Is it practical to use a stream cipher in a block cipher mode?

Question

My idea is to use a stream cipher encrypting 16 bytes at a time as a primative block cipher in a mode of operation such as CBC mode. Is this practical or useful in any way?

Answer 1

The way you propose to use a stream cipher as a drop in replacement for a block cipher is flawed, as the other answer explains nicely.

There is a simple way to convert a stream cipher into a block cipher. In pact, it works for any PRF, regardless of if it is reversible or not.

This presentation perfectly covers how to use a PRG such as a stream cipher to construct a block cipher.

Basically, you use the stream cipher in the following manner:

Take your message m and break it down into an n-bit binary string.

Take your stream cipher $G(k)$ and use it to generate a a stream of length $2 · |k|$. So $G(K) \to K^2$ (output space = double that of keyspace).

Do $k \to G(k)[0]$ and $G(k)[1]$, pick $G(k)[x]$ depending on what the first bit of m is.

Then, compute $G( G(k)[x] )$. You have a message of length two blocks, pick the block corresponding to the second bit of m. Repeat n times.

This can be reversed (decrypted) in the same way Feistel networks are, via the Luby-Rackoff theorem.

Answer 2

The way proposed in the question to "convert" a stream cipher into a block cipher doesn't work (i.e. is not secure). (Other ways are discussed in Converting a stream cipher into a block cipher and in the other answer here.)

Most stream ciphers (the so-called synchronous ones) work by producing a key stream from a key, which is then XORed with the plaintext to produce a cipher text.

It is important that the same key (or, equivalently, the same part of a keystream) is not used twice, as then it is (more or less) easy to recover the plaintext. If you use only a small part of that keystream repeatedly, like in your proposal, everything breaks down.

$\def\Enc{\operatorname{Enc}}$Let $K = \Enc_k(0)$ the keystream corresponding to one block (16 bytes in your example), so that $\Enc_k(P) = K \oplus P$.

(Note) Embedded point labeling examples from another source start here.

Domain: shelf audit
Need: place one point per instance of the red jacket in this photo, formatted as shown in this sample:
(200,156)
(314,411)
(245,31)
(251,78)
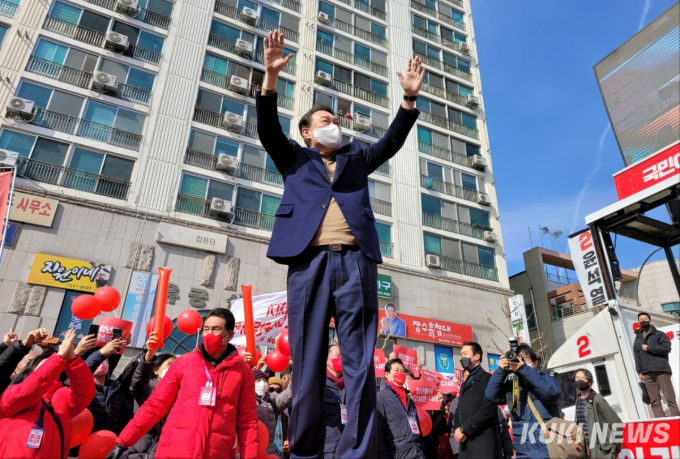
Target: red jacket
(20,407)
(193,431)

Then using CBC mode with an initialization vector $I$ and a plaintext $P_1, P_2, P_3 \dots P_n$, we get a ciphertext of

$C_1 = \Enc_k(P_1 \oplus I) = K \oplus P_1 \oplus I,$ $C_2 = \Enc_k(P_2 \oplus C_1) = K \oplus P_2 \oplus C_1 = K \oplus P_2 \oplus K \oplus P_1 \oplus I = P_2 \oplus P_1 \oplus I,$ $C_3 = \Enc_k(P_3 \oplus C_2) = K \oplus P_3 \oplus C_2 = K \oplus P_3 \oplus P_2 \oplus P_1 \oplus I,$ $C_4 = \Enc_k(P_4 \oplus C_3) = K \oplus P_4 \oplus C_3 = ... = P_4 \oplus P_3 \oplus P_2 \oplus P_1 \oplus I,$ and so on.

Every second ciphertext block doesn't even depend on the key (but just on the plaintext blocks up to that point and the IV), and from the other ones it is trivial to get $K$ back if some piece of plaintext can be guessed or is known. The original key $k$ is not needed for that.

For a block cipher, we assume it works like a pseudo-random permutation (family), i.e. the result of $\Enc_k(P)$ can not be predicted from $\Enc_k(Q)$, other than same inputs give same results and different inputs give different results. When using a part of a stream cipher in that place, this is obviously not the case.